Depuis deux ans, le Gouvernement s'efforce de favoriser la création d'entreprises.
Sur le plan financier, dès l'élaboration de la loi sur les emplois-jeunes et de la loi sur la lutte contre les exclusions, nous avons décidé de créer un système d'avances remboursables.
Dans la loi de finances et la loi sur l'innovation, nous avons décidé de favoriser l'émergence des projets les plus risqués.
Nous avons également fait des progrès en matière de simplification administrative, même s'il en reste encore à faire, en instituant un régime fiscal pour les micro-entreprises pouvant être adapté aux créateurs, ou encore en quérant une simplification des formalités, permettant la création d'entreprises en vingt-quatre heures.
La mission menée par Eric Besson au nom de la commission des finances de l'Assemblée nationale a ouvert des pistes importantes en matière de financement et d'accompagnement des créateurs, de simplification des dispositifs.
Les assises régionales de la création d'entreprises qui ont été tenues par Mme Marylise Lebranchu, secrétaire d'Etat aux PME, organisées dans trois régions, ont aussi montré des voies à suivre.

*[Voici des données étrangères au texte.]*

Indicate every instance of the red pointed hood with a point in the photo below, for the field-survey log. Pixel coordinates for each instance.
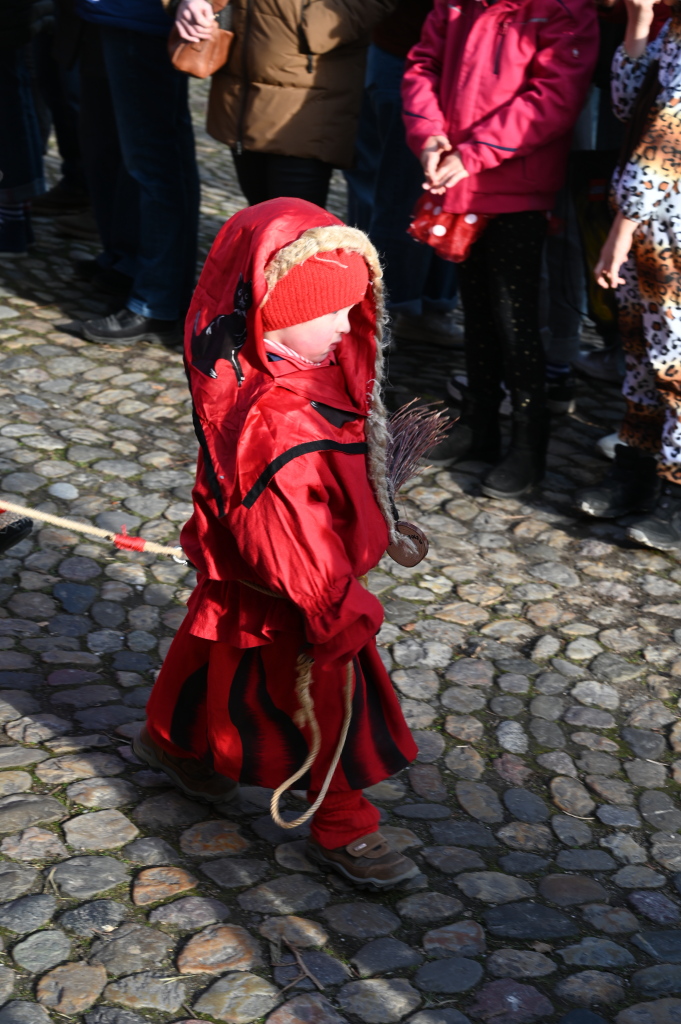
(224, 351)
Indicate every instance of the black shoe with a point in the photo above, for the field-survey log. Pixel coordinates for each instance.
(662, 530)
(13, 528)
(78, 225)
(474, 436)
(630, 485)
(126, 328)
(524, 464)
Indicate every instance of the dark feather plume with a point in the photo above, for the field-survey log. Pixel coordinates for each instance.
(414, 429)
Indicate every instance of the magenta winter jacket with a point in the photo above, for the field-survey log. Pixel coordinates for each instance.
(505, 82)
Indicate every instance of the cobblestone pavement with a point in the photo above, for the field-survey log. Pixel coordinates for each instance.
(538, 658)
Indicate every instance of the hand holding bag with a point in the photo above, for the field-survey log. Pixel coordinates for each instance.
(451, 235)
(205, 57)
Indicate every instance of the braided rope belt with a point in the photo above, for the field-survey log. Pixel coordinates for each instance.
(305, 717)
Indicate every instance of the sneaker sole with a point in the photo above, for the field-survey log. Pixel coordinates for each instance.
(619, 514)
(634, 535)
(149, 757)
(381, 884)
(493, 493)
(160, 339)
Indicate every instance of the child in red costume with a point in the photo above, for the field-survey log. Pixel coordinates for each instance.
(291, 509)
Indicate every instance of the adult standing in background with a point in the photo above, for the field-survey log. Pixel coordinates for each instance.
(287, 101)
(22, 175)
(386, 181)
(152, 116)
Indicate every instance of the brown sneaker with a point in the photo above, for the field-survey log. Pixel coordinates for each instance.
(189, 774)
(368, 861)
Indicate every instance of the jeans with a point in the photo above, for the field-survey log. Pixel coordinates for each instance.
(267, 175)
(20, 142)
(114, 194)
(150, 102)
(384, 185)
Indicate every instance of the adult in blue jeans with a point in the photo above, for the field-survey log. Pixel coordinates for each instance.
(385, 182)
(156, 139)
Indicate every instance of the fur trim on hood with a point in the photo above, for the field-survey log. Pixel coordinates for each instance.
(225, 359)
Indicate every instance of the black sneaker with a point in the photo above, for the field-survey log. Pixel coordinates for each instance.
(13, 528)
(662, 530)
(630, 485)
(126, 328)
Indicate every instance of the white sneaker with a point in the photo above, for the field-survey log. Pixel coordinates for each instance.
(606, 444)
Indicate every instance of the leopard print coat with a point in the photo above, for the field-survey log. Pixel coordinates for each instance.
(648, 190)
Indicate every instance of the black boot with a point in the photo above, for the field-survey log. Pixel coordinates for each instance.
(475, 434)
(524, 463)
(630, 485)
(661, 530)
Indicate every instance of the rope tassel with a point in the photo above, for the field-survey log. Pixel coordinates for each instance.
(305, 716)
(122, 540)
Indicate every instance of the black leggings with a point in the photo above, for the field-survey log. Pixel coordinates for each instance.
(500, 285)
(266, 175)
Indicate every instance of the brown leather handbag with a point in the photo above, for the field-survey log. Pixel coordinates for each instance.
(204, 58)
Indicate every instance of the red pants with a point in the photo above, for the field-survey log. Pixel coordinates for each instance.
(342, 817)
(235, 709)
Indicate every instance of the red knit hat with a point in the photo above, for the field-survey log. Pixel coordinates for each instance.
(326, 282)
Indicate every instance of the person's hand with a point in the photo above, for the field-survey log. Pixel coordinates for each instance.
(449, 173)
(614, 253)
(195, 20)
(433, 150)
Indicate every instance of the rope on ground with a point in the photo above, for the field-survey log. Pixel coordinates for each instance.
(122, 540)
(305, 716)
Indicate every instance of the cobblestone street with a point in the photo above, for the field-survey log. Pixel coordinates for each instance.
(539, 662)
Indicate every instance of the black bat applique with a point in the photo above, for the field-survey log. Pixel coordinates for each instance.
(224, 336)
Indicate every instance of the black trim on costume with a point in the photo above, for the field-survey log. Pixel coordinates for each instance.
(355, 448)
(351, 760)
(189, 698)
(211, 475)
(336, 417)
(246, 722)
(386, 748)
(386, 751)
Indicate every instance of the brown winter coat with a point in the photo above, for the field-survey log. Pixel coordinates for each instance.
(294, 80)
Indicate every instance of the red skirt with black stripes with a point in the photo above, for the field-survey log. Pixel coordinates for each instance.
(235, 707)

De tous ces travaux, il ressort notamment qu'il nous faut encore simplifier et alléger les cotisations sociales des créateurs et diminuer les risques qu'ils encourent.

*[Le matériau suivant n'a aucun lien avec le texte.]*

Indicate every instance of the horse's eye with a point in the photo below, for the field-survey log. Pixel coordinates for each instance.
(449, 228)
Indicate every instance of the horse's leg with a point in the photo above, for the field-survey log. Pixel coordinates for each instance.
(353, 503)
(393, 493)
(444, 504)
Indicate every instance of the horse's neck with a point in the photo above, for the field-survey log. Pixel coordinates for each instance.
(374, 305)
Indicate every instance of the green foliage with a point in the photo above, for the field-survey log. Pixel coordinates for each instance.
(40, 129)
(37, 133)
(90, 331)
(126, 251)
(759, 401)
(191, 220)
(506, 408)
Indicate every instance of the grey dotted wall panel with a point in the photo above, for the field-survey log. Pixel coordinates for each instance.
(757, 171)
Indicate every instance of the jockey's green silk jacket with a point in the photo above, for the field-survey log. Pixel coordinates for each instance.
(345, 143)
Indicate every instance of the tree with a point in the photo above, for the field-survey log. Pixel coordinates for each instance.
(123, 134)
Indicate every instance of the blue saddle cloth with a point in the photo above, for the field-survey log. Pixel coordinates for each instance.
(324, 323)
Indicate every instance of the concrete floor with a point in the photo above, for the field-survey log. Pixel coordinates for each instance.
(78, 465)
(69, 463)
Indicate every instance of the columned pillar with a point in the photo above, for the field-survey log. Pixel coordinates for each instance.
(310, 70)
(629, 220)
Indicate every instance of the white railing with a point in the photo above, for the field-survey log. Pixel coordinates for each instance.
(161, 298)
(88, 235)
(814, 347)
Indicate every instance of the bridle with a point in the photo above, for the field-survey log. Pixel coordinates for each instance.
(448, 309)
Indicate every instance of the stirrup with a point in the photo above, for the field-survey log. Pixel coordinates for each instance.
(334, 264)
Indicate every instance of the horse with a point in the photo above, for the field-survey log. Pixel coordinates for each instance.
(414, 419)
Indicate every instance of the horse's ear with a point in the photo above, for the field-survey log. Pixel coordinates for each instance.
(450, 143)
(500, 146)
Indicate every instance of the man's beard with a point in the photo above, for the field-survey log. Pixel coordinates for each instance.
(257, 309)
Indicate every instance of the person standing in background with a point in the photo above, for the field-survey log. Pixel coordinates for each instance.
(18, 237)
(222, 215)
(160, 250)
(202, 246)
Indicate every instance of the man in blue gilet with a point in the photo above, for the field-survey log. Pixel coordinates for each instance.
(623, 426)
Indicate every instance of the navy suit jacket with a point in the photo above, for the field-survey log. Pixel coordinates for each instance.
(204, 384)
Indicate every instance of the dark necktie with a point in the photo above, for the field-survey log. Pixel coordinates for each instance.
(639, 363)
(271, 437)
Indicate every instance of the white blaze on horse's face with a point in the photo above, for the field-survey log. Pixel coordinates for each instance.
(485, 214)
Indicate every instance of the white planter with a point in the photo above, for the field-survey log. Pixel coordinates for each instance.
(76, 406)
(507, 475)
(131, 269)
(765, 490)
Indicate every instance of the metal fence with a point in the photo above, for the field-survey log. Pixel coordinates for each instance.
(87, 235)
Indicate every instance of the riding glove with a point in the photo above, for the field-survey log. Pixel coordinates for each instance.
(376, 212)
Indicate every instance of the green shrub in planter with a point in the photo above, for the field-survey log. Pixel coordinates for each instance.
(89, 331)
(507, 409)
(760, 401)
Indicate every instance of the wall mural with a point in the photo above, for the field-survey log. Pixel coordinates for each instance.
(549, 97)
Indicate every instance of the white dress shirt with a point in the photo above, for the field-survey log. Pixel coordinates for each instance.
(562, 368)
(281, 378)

La création d'une entreprise est en effet un processus exigeant, qui suppose à la fois de l'imagination, de la volonté, du professionnalisme. Il implique que le créateur affronte une diversité de sujets. Le rôle des pouvoirs publics, de l'ensemble des institutions qui travaillent en amont au moment de la création, de la banque aux réseaux consulaires, doit être de faciliter et d'accompagner ce processus.
Mme Marylise Lebranchu coordonne actuellement la préparation des assises nationales de la création d'entreprises, à l'occasion desquelles d'autres aspects ne manqueront pas d'être évoqués.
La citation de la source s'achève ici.